Using Speech to Invoke UI Elements

Article
04/16/2024

Voice Enabled Shell (VES) is an extension to the Windows Speech Platform that enables a first-class speech experience inside apps, allowing users to use speech for invoking on-screen controls and to insert text via dictation. VES strives to provide a common end-to-end see-it-say-it experience on all Windows Shells and devices, with minimum effort required from app developers. To achieve this, it leverages the Microsoft Speech Platform and the UI Automation (UIA) framework.

User experience walkthrough

The following is an overview of what a user would experience when using VES on Xbox, and it should help set the context before diving into the details of how VES works.

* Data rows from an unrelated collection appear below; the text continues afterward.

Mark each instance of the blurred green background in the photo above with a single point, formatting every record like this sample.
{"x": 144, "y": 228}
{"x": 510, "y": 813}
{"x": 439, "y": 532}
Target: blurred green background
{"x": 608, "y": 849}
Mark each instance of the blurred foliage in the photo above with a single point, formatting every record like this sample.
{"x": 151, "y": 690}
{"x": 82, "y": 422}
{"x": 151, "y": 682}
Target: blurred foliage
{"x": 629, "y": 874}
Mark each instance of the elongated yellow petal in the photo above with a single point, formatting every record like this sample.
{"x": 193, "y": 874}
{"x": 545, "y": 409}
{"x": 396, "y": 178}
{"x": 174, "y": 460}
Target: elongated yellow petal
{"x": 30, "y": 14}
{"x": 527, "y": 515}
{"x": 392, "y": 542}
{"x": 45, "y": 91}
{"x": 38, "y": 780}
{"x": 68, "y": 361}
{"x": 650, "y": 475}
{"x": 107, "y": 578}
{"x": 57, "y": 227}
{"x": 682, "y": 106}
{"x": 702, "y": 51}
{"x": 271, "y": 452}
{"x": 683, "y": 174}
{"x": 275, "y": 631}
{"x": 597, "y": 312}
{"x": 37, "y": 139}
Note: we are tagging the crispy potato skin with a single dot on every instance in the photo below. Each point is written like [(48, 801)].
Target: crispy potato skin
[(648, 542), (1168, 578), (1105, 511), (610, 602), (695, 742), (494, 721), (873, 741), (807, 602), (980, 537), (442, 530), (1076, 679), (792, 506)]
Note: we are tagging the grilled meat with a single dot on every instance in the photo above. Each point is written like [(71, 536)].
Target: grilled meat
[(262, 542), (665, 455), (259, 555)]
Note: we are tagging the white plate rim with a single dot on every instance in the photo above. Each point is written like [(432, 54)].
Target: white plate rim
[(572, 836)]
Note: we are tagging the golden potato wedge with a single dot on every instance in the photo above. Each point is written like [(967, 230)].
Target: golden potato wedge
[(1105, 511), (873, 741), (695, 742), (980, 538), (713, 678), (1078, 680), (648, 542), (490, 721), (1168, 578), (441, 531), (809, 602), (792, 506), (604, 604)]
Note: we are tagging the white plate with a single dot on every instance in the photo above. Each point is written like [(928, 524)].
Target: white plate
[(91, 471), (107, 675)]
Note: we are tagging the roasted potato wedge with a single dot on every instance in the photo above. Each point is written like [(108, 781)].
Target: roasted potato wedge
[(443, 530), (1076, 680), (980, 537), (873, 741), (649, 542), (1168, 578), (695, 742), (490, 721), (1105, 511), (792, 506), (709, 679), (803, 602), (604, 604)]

User turns on the Xbox console and wants to browse through their apps to find something of interest:

User: "Hey Cortana, open My Games and Apps"
User is left in Active Listening Mode (ALM), meaning the console is now listening for the user to invoke a control that's visible on the screen, without needing to say, "Hey Cortana" each time. User can now switch to view apps and scroll through the app list:

User: "applications"
To scroll the view, user can simply say:

User: "scroll down"
User sees the box art for the app they are interested in but forgot the name. User asks for voice tip labels to be displayed:

User: "show labels"
Now that it's clear what to say, the app can be launched:

User: "movies and TV"
To exit active listening mode, user tells Xbox to stop listening:

User: "stop listening"
Later on, a new active listening session can be started with:

User: "Hey Cortana, make a selection" or "Hey Cortana, select"

UI automation dependency

VES is a UI Automation client and relies on information exposed by the app through its UI Automation providers. This is the same infrastructure already being used by the Narrator feature on Windows platforms. UI Automation enables programmatic access to user interface elements, including the name of the control, its type and what control patterns it implements. As the UI changes in the app, VES will react to UIA update events and re-parse the updated UI Automation tree to find all the actionable items, using this information to build a speech recognition grammar.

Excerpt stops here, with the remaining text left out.